Training sometimes starts and remains with zero gradient values

I am observing the gradients associated with my neural network weights and sometimes they hold a value of zero throughout the whole training process. When the gradients are zero resulting loss value that does not change in between epochs. The images attached show the two scenarios being observed. The first shows the loss decreasing as training progresses and the second shows the behaviour when the gradients remain zero.

ok_gradient

zero_gradient

The only variable in this setup is the initialization of the weights because I have not assigned seed values to random number generators. Furthermore, the data loader shuffle option yields similar results, albeit more noisy loss values. Gradients are still observed as zero when loss does not decrease.

This is the architecture of the graph neural network.

     data_size = 1
     embedding_size = 32
  
    class GCN(torch.nn.Module):
        def __init__(self):
            super(GCN,self).__init__()          #initialize parent
          
          #GCN layers
          self.conv1 = GCNConv(in_channels=data_size, out_channels=embedding_size )
  
          #Output layer
          self.fcn0 = Linear(embedding_size,32)
          self.fcn1 = Linear(32,32)
          self.fcn2 = Linear(32,1)
  
      def forward(self, x, edge_index, batch_index, edge_weight=None):
          layer_output = self.conv1(x, edge_index, edge_weight=edge_weight)
          layer_output = torch.nn.functional.tanh(layer_output)                
          
          gap = global_mean_pool(layer_output, batch_index)
  
          out = self.fcn0(gap)
          out = torch.relu(out)
  
          out = self.fcn1(out)
          out = torch.relu(out)
          
          out = self.fcn2(out)
          out = torch.relu(out)
  
          return out;

Here I’m setting up the loss and optimizer.

    loss_fn = torch.nn.MSELoss()
    optimizer = torch.optim.Adam(model.parameters(), lr=0.0005)

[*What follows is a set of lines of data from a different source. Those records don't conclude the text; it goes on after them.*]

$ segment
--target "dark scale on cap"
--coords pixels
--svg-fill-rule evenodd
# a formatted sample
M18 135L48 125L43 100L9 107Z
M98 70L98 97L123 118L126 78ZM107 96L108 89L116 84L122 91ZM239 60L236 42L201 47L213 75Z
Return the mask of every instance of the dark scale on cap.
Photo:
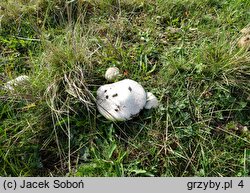
M118 94L117 94L117 93L115 93L115 94L113 94L113 95L112 95L112 97L117 97L117 96L118 96Z

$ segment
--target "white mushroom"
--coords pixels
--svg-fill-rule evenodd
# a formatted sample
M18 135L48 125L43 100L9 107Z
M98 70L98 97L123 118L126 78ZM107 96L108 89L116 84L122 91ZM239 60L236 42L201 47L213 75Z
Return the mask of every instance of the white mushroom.
M119 69L117 67L110 67L107 69L106 73L105 73L105 78L108 81L113 81L114 79L116 79L119 76L120 72Z
M29 77L26 75L22 75L22 76L18 76L17 78L8 81L5 85L4 85L4 89L5 90L10 90L13 91L14 87L18 86L18 85L22 85L24 83L26 83L29 80Z
M156 108L156 107L158 107L157 98L151 92L147 92L147 102L144 108L151 109L151 108Z
M144 108L146 100L144 88L130 79L106 84L97 90L97 108L112 121L132 119Z

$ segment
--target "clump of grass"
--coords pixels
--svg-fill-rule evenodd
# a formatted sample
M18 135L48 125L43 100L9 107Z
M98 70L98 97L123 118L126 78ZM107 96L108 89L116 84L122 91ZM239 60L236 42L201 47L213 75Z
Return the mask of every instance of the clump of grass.
M249 175L250 55L237 47L248 1L19 3L0 5L0 81L30 84L0 90L2 176ZM99 115L110 66L159 108Z

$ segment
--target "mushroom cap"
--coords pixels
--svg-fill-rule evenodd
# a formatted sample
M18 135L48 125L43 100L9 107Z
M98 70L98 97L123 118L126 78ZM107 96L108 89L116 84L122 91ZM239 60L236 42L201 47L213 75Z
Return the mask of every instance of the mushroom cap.
M144 108L146 100L144 88L130 79L106 84L97 90L97 108L112 121L132 119Z
M6 82L6 84L4 85L4 89L13 91L15 86L24 84L28 82L28 80L29 80L29 77L26 75L18 76L15 79Z
M147 92L147 102L145 104L145 109L152 109L158 107L158 100L155 95L151 92Z
M105 73L105 78L108 81L112 81L114 79L116 79L119 76L120 72L119 69L117 67L110 67L107 69L106 73Z

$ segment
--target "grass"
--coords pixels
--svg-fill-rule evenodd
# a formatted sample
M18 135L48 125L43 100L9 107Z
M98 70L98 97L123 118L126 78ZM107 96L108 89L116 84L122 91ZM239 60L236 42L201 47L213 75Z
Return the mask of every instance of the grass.
M0 3L0 176L249 176L248 0ZM110 122L107 67L160 106Z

Here I’m performing training.

    def train(train_data, device):
        for batch in train_data:
            batch.to(device)
            optimizer.zero_grad()
            pred = model.forward(batch.x.float(), batch.edge_index, batch.batch, batch.edge_weight)
            loss = torch.sqrt(loss_fn(pred,batch.y))
            loss.backward()
        
            if not torch.is_nonzero(model.conv1.lin.weight.grad[0]):
                print("Gradient is zero.")
        
            optimizer.step()

I want to understand what is causing the gradients to remain zero. So far I have checked the gradient value of the first layer in my neural network and verified that it is zero when the loss is stagnant. However I don’t know where to go from here. Any debugging tips and comments to understand further this problem will be greatly appreciated.

Summary

This text will be hidden

I would probably remove the last torch.relu applied on the output of the model to allow for unbouded predictions.

That solved the problem. With the torch.relu removed I did not encounter the issue again.

I suppose when the output of the network is negative the torch.relu will clamp it to zero, which results in no change between successive invocations.

What about changing relu into leaky_relu, still stay 0 gradient?